La France ne serait pas la cinquième puissance économique au niveau mondial si elle ne disposait dans son portefeuille industriel de nombreuses entreprises très compétitives. Elle peut même s'enorgueillir de plusieurs leaders mondiaux, notamment dans les matériaux de base comme l'acier, le ciment, ou le verre. Ses positions sont également solides dans bien d'autres secteurs comme l'aéronautique, l'agroalimentaire, le luxe, l'automobile, les équipements ferroviaires ou encore la grande distribution pour n'en citer que quelques-uns.

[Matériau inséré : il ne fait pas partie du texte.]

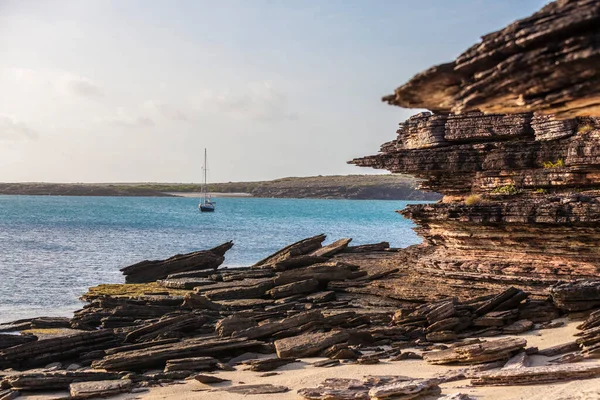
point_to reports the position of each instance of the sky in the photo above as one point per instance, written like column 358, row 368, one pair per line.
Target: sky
column 133, row 91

Ce qui frappe toutefois dans ce portefeuille, c'est que les positions les plus fortes se situent dans des secteurs anciens, voire traditionnels. Certes, nombre de ces secteurs utilisent et assemblent des technologies avancées et font preuve en ce sens, de grandes capacités d'innovation, mais leur intensité en recherche est en général faible par rapport à leur chiffre d'affaires et à leurs marges. Par ailleurs leurs marchés ne connaissent que des croissances très limitées sur le territoire national. Si l'on ajoute que dans ces secteurs, la concentration est déjà forte en Europe et qu'elle restreint en conséquence les possibilités de croissance externe, les entreprises ne peuvent assurer leur croissance, tant externe qu'organique, que dans les pays émergents d'Asie et d'Amérique du Sud notamment. Enfin, de multiples facteurs conduisent les entreprises de ces secteurs à rapprocher leurs unités de production de leurs marchés en croissance. Citons par exemple les coûts de production lorsqu'il s'agit d'entreprises manufacturières, les coûts de transport pour les produits pondéreux, ou encore les barrières douanières ou réglementaires. Les possibilités d'exportation s'en trouvent ainsi fortement limitées. L'on ne peut donc attendre de ces entreprises qu'une faible participation à la croissance de l'économie nationale et à la création d'emplois sur notre territoire.

A contrario, le portefeuille industriel de la France n'est pas très brillant dans les secteurs issus des nouvelles technologies : microinformatique, télématique, logiciels et progiciels, et biotechnologies notamment. On n'y compte en effet que deux entreprises parmi les cinquante premiers éditeurs mondiaux de logiciels, aucune société française parmi les dix plus gros constructeurs d'ordinateurs, une seule parmi les cent premières entreprises mondiales dans les biotechnologies et une autre parmi les dix premières mondiales dans le domaine des semi-conducteurs. Or, l'exemple américain est là pour nous montrer que, dans un pays développé, ce sont ces secteurs de pointe qui, avec les services, peuvent générer une croissance forte des richesses et des emplois

En bref, le déficit de croissance et de création d'emplois que connaît notre pays semble pour une large part résulter de son portefeuille industriel, lui-même conséquence d'un déficit d'innovation et d'esprit d'entreprise dans les nouvelles technologies directement issues de la recherche.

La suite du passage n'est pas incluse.